Farage Wants to Scrap the Two Child Benefit Cap but Critics Say He Helped Create It

Nigel Farage has been causing a stir by calling for the two-child benefit cap to be scrapped, a move that might sound like a push for fairness, but critics are quick to point out it was his party that helped bring it in to begin with.
The policy, introduced in 2017 under the Conservatives, limits child-related benefits to the first two children in a family. Any additional kids? No extra financial support. It’s been widely criticized for plunging hundreds of thousands of children into poverty, and now pressure is mounting on Prime Minister Keir Starmer from within his party to get rid of it altogether.
But here’s the twist. Back in 2015, UKIP – led by Farage – was actually pushing for this very limit. The party’s manifesto made it crystal clear, calling for “supporting a lower cap on benefits” and specifically suggesting child benefit should be “limited to two children for new claimants”.
That line didn’t appear out of thin air either. In 2014, the right-leaning think tank Policy Exchange floated a similar idea, suggesting a cap at four children. It proudly noted that many of its proposals had ended up in Tory manifestos. And with UKIP polling at around 12% at the time, Cameron was under serious pressure to adopt hard-line policies that would keep voters from drifting to Farage’s camp.
That year’s Conservative manifesto promised to “eliminate child poverty” while simultaneously pledging to cut or freeze certain benefits – a contradiction that became all too obvious in the years that followed. By 2019, the Child Poverty Action Group estimated that around 160,000 families had been hit by the two-child limit, most of them working households with just three kids.

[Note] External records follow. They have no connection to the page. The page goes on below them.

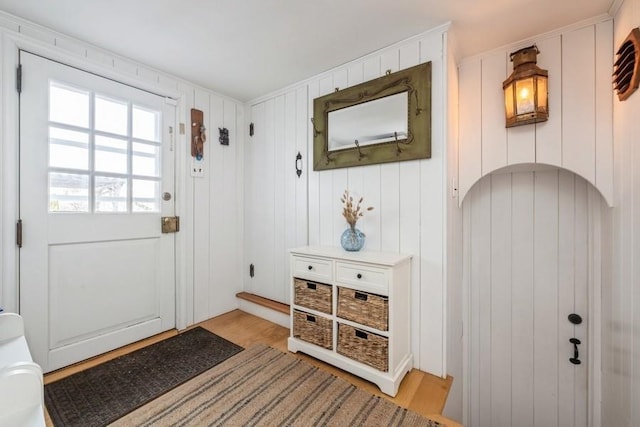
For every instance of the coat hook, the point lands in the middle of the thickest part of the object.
(360, 155)
(418, 109)
(316, 132)
(398, 150)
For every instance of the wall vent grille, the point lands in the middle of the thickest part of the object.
(626, 76)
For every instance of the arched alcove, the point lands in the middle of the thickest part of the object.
(532, 238)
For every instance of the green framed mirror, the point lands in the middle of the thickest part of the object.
(383, 120)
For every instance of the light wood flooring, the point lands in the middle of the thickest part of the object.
(421, 392)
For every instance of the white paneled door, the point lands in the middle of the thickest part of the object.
(527, 270)
(96, 176)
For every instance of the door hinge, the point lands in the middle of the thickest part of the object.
(170, 224)
(19, 233)
(19, 78)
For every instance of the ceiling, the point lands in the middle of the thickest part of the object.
(248, 48)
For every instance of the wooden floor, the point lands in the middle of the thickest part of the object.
(421, 392)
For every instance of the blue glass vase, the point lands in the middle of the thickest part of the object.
(352, 239)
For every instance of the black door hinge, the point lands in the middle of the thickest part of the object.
(19, 233)
(19, 78)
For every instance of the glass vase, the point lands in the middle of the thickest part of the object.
(352, 239)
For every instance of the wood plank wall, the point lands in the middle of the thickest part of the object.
(528, 268)
(408, 197)
(621, 294)
(578, 135)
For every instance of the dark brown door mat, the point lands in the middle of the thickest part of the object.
(104, 393)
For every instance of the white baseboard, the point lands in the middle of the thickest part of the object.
(265, 313)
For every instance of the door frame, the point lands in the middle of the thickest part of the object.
(596, 269)
(10, 182)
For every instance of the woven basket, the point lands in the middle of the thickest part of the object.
(364, 308)
(316, 296)
(314, 329)
(364, 347)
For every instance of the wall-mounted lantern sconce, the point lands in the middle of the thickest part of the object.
(525, 91)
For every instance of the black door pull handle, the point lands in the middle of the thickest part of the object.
(299, 169)
(576, 356)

Now, with the tables turned and Farage leading Reform UK from a seat in Parliament, he’s saying the cap should go. He claims it’s the cost-of-living crisis and a need for more “British-born babies” that changed his mind. But not everyone is buying that.
TUC General Secretary Paul Nowak didn’t mince his words when speaking to Byline Times. “Farage cosplays as a champion of the working class, but was the architect of a policy that pushed hundreds of thousands of children into poverty,” he said.

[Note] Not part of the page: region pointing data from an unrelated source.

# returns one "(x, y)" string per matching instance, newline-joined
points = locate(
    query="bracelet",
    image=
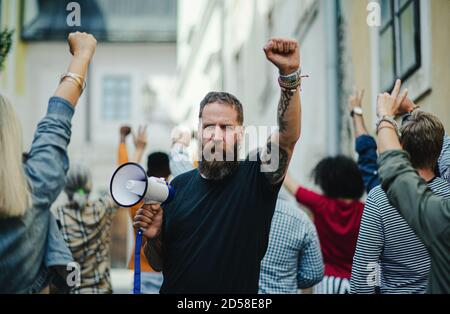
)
(81, 82)
(390, 120)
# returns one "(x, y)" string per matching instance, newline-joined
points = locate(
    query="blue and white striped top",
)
(444, 160)
(388, 254)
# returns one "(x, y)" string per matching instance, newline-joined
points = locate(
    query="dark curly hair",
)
(339, 177)
(158, 165)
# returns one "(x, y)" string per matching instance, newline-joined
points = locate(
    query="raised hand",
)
(124, 132)
(284, 54)
(140, 139)
(355, 100)
(149, 218)
(181, 135)
(388, 104)
(406, 106)
(82, 45)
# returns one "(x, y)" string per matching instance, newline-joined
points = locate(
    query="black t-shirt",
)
(215, 234)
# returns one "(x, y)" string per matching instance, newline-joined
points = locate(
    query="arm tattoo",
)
(276, 175)
(285, 100)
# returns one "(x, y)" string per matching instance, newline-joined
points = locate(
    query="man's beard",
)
(218, 170)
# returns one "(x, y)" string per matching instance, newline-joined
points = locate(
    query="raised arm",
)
(365, 145)
(122, 154)
(140, 143)
(285, 55)
(179, 158)
(427, 214)
(47, 162)
(82, 47)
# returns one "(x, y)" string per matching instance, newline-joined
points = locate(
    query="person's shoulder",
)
(377, 198)
(290, 211)
(440, 187)
(376, 193)
(184, 177)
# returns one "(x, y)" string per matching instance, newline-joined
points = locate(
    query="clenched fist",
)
(284, 54)
(82, 45)
(149, 219)
(388, 104)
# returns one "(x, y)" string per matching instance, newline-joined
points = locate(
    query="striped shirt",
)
(293, 259)
(87, 233)
(389, 255)
(444, 160)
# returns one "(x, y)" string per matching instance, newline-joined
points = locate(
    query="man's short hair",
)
(423, 138)
(226, 99)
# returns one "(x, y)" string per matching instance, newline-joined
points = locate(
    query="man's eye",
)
(229, 128)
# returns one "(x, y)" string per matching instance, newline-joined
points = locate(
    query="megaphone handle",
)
(137, 262)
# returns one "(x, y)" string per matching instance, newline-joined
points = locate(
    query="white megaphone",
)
(130, 185)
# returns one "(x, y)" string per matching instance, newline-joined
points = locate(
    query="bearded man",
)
(213, 235)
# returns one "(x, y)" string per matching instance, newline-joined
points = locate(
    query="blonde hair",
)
(15, 196)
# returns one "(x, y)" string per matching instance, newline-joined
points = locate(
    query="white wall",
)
(251, 78)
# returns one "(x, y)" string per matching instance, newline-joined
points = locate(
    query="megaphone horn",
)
(130, 185)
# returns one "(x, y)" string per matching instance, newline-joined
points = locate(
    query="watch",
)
(357, 110)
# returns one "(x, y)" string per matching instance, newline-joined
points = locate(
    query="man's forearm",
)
(68, 90)
(284, 141)
(359, 126)
(289, 118)
(153, 253)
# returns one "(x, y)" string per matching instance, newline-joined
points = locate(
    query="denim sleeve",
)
(366, 147)
(48, 162)
(310, 263)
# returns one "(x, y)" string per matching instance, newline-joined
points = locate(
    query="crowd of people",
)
(233, 227)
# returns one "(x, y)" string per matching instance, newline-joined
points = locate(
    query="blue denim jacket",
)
(28, 245)
(366, 147)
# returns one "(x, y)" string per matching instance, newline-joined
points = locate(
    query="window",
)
(116, 97)
(400, 52)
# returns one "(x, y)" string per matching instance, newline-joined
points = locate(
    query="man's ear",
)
(240, 132)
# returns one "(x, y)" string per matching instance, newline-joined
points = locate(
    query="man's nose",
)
(218, 134)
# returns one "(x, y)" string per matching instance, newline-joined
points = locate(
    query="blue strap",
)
(137, 263)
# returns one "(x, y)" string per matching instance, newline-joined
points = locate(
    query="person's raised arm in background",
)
(365, 145)
(140, 143)
(122, 157)
(47, 162)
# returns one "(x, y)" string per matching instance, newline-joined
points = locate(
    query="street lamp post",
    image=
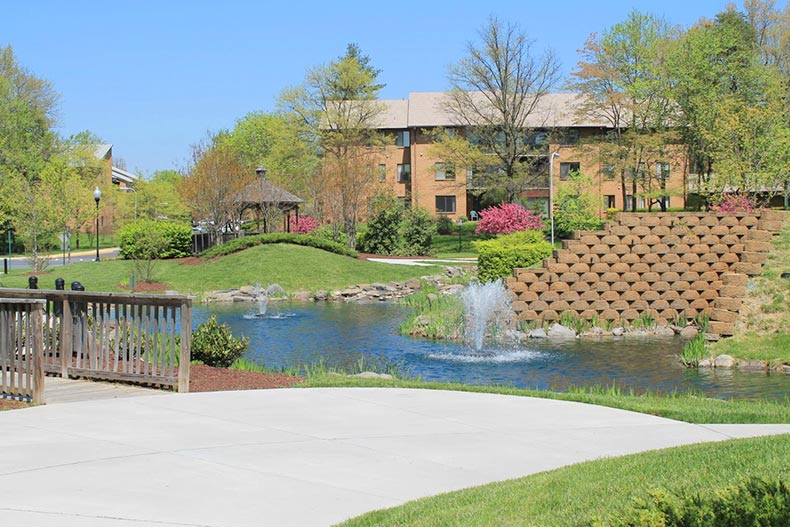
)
(551, 193)
(261, 173)
(130, 189)
(97, 198)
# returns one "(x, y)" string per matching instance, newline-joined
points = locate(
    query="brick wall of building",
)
(662, 264)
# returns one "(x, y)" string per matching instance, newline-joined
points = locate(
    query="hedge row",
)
(498, 257)
(149, 239)
(246, 242)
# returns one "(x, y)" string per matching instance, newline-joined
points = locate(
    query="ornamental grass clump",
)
(213, 344)
(506, 218)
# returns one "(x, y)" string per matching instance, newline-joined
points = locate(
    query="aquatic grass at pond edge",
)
(688, 407)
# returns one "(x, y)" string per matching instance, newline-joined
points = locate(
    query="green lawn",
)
(690, 408)
(574, 495)
(293, 267)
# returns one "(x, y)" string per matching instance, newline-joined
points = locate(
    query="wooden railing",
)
(125, 337)
(21, 349)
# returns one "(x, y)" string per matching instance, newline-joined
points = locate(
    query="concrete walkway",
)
(59, 391)
(302, 457)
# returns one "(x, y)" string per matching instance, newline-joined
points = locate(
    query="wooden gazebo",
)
(263, 195)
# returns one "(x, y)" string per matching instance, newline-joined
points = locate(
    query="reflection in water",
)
(339, 334)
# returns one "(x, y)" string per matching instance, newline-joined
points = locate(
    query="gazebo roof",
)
(266, 192)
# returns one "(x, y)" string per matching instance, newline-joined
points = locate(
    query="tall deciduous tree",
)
(213, 187)
(337, 108)
(622, 78)
(497, 89)
(734, 107)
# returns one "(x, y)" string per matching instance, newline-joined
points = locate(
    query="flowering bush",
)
(735, 203)
(506, 218)
(304, 224)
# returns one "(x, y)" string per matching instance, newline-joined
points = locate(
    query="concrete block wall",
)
(662, 264)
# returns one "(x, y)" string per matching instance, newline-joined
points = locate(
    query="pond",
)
(339, 334)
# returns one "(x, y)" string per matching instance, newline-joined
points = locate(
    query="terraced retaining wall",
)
(667, 265)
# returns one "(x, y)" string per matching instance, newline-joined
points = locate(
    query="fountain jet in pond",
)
(487, 311)
(263, 296)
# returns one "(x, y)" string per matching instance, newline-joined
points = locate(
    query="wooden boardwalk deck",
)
(60, 391)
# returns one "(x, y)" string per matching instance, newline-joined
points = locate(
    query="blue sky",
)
(154, 77)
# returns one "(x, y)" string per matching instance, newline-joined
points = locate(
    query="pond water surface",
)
(340, 333)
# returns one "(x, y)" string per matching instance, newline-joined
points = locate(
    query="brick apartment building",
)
(408, 166)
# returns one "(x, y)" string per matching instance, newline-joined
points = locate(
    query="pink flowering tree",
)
(735, 203)
(304, 224)
(506, 218)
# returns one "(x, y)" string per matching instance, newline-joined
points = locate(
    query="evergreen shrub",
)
(213, 344)
(498, 257)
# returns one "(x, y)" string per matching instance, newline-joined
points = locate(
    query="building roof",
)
(268, 193)
(429, 109)
(122, 176)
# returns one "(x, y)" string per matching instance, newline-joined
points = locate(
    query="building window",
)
(445, 204)
(662, 171)
(567, 168)
(404, 173)
(444, 171)
(570, 136)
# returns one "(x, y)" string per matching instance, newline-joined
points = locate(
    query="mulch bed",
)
(367, 256)
(11, 404)
(204, 378)
(146, 287)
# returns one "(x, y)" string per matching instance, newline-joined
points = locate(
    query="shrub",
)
(735, 203)
(239, 244)
(506, 218)
(394, 230)
(444, 225)
(213, 344)
(576, 208)
(383, 231)
(148, 239)
(304, 224)
(327, 232)
(498, 257)
(750, 502)
(417, 230)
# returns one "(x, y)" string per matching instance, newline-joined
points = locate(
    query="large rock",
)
(664, 331)
(724, 362)
(413, 283)
(560, 331)
(247, 290)
(538, 333)
(689, 332)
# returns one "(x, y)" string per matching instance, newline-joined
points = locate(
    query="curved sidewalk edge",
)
(298, 456)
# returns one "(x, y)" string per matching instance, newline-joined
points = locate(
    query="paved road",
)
(20, 262)
(297, 456)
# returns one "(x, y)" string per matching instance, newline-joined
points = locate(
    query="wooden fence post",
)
(66, 338)
(184, 352)
(38, 354)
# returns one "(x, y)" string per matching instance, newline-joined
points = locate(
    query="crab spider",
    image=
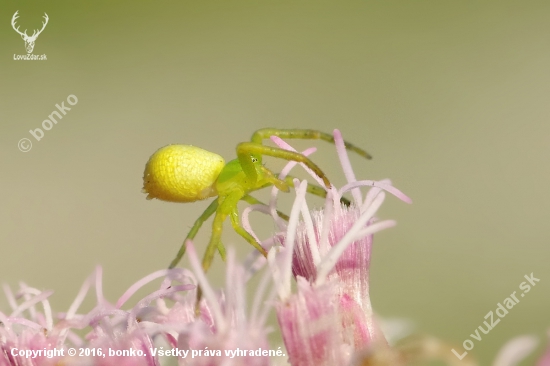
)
(183, 173)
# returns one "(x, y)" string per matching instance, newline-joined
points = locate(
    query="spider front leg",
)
(227, 207)
(194, 230)
(250, 152)
(294, 133)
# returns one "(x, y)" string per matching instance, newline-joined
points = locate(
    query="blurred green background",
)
(450, 97)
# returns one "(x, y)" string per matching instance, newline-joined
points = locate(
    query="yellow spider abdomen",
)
(181, 173)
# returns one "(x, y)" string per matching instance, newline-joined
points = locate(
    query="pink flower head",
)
(328, 251)
(231, 339)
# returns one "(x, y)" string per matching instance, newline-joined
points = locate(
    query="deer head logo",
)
(29, 40)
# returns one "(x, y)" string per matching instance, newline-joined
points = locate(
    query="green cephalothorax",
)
(183, 173)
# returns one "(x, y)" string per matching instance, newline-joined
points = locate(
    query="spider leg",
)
(316, 190)
(215, 240)
(249, 151)
(255, 201)
(194, 230)
(235, 222)
(291, 133)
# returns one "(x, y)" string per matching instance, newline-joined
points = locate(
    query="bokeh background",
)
(451, 98)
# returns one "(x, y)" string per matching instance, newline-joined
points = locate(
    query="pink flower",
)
(328, 252)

“Make no mistake – Farage is not on the side of working people, or of families struggling to put food on the table for their children. He’s on the side of billionaires and bad bosses.”
The real issue for critics is the convenient timing. Farage’s sudden U-turn on a policy he helped usher in is raising eyebrows, with many calling it a shameless pivot designed to score points against Labour. When asked about the change of heart during a Sky News interview, Farage insisted it had nothing to do with political opportunism.
Still, with the weight of his party’s past stance and the very real impact the cap has had on thousands of families, many aren’t convinced. Whatever the motivation, Farage is now in the awkward position of publicly denouncing a policy he once helped put on the map.